Sunday, November 16, 2014

никто не виноват, и все виноваты/ Chulpan Khamatova, misc, interviews

Фонд – давно уже часть моей жизни, даже если я занимаюсь там в основном стратегическими задачами, а не сама езжу по больницам. Хотя я езжу. Но когда мне не хочется вставать по утрам и вся моя жизнь кажется какой-то сумрачной утренней пустыней, я вспоминаю про этих детей – и все мои проблемы исчезают, то есть вообще, то есть совсем.

– А что, у вас бывают состояния, когда не хочется вставать по утрам?

– А у вас?

– Очень редко.

– А для меня это, говоря словами Успенского, «естественное состояние человечества». И чтобы не рассказывать о том, почему я занимаюсь фондом – многие же все равно не поверят, – давайте примем такой мотив: это мой способ бороться со своими проблемами.

– Чулпан, не могу об этом не спросить: многие волонтеры начинают крайне высокомерно относиться к людям. К тем, кто этим не занимается. [очень актуально и для волонтеров-зоозащитников! - Е.К.]

– И даже к тем, кто занимается. К молодым. Мы стараемся это вовремя отслеживать. Но это нормальная профдеформация – вы же не будете о профессии судить по деформациям?

источник: Ч. Хаматова, «Собеседник»

*
источник
— Просто для меня изменилось вообще всё — понятия страдания, потери. Пришел бульдозер и вычерпал то, что было, и забросил совершенно другое. Есть большая разница между тем, что я только предполагаю, и тем, что знаю. А я теперь знаю, что такое отмеренный нам отрезок жизни, от кого зависит — какой он. Можно верить в то, что ты знаешь, а я, например, не знаю, что такое смерть, кто может объяснить? Никто этого не знает. И как это — верить в смерть? Я понимаю, что это не конец, потому, что у меня есть доказательства: любимые мои дети приходят в снах и наяву, я чувствую присутствие их в моей жизни. Я говорю про тех детей, которые были очень глубоко в сердце, перешли грань подопечных фонда и впущены были или сами туда пролезли… Но они стали частью меня, я не верю, что их больше нет.
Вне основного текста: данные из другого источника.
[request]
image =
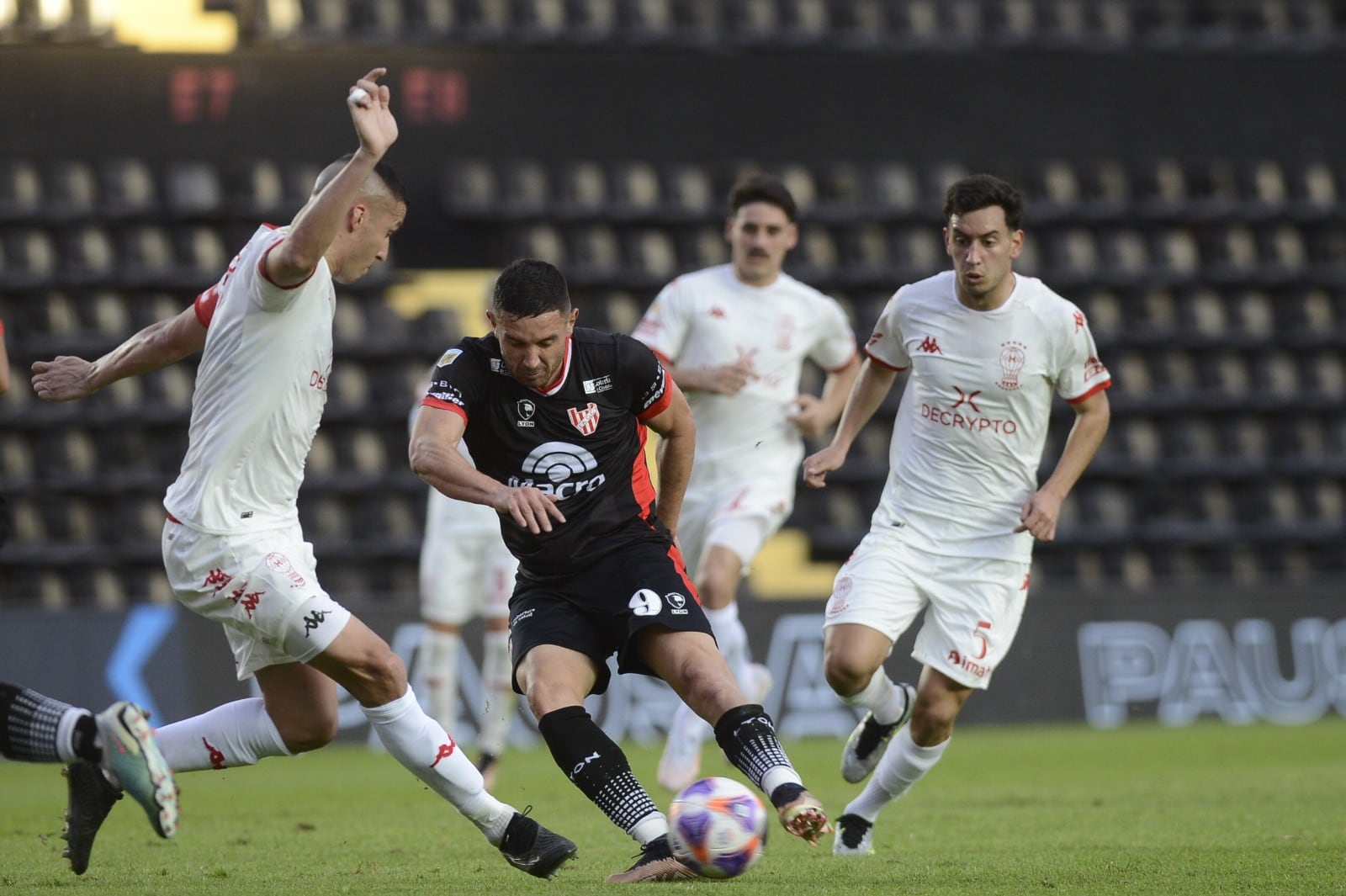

То, что ребенка нет физически, — я не могу его обнять, чмокнуть в ладошку или вдышаться в его головку, — мне от этого, конечно, очень плохо, но это — мои страдания и моя тоска, а не его. Для того чтобы поверить в его смерть, мне недостаточно знать, что душа связана только с сигналами в мозговой системе и больше ни с чем. И я не верю. Не потому, что так легче. Это — просто вот так. То условие, в котором я существую.

Вопрос стоит так: ты принимаешь несправедливость этого мира? Тогда ты становишься частью этой несправедливости. По-другому не получится. Либо ты что-то начинаешь делать. Вот сейчас, в наших днях, эта история с Доктором Лизой — она меня просто потрясает. Людям, которые ее осуждают, ничего не понятно без ценников и ярлыков, им без них неспокойно на душе. Человек, по их мнению, как я это понимаю, не может сидеть на двух стульях, он должен выбрать один, и перебегать с него на другой не имеет права, какая бы цена за этим ни стояла. Эти люди живут в двух измерениях, их можно только пожалеть, потому что пространство может быть настолько многомерным, что нам это постичь, возможно, и не удастся за всю жизнь.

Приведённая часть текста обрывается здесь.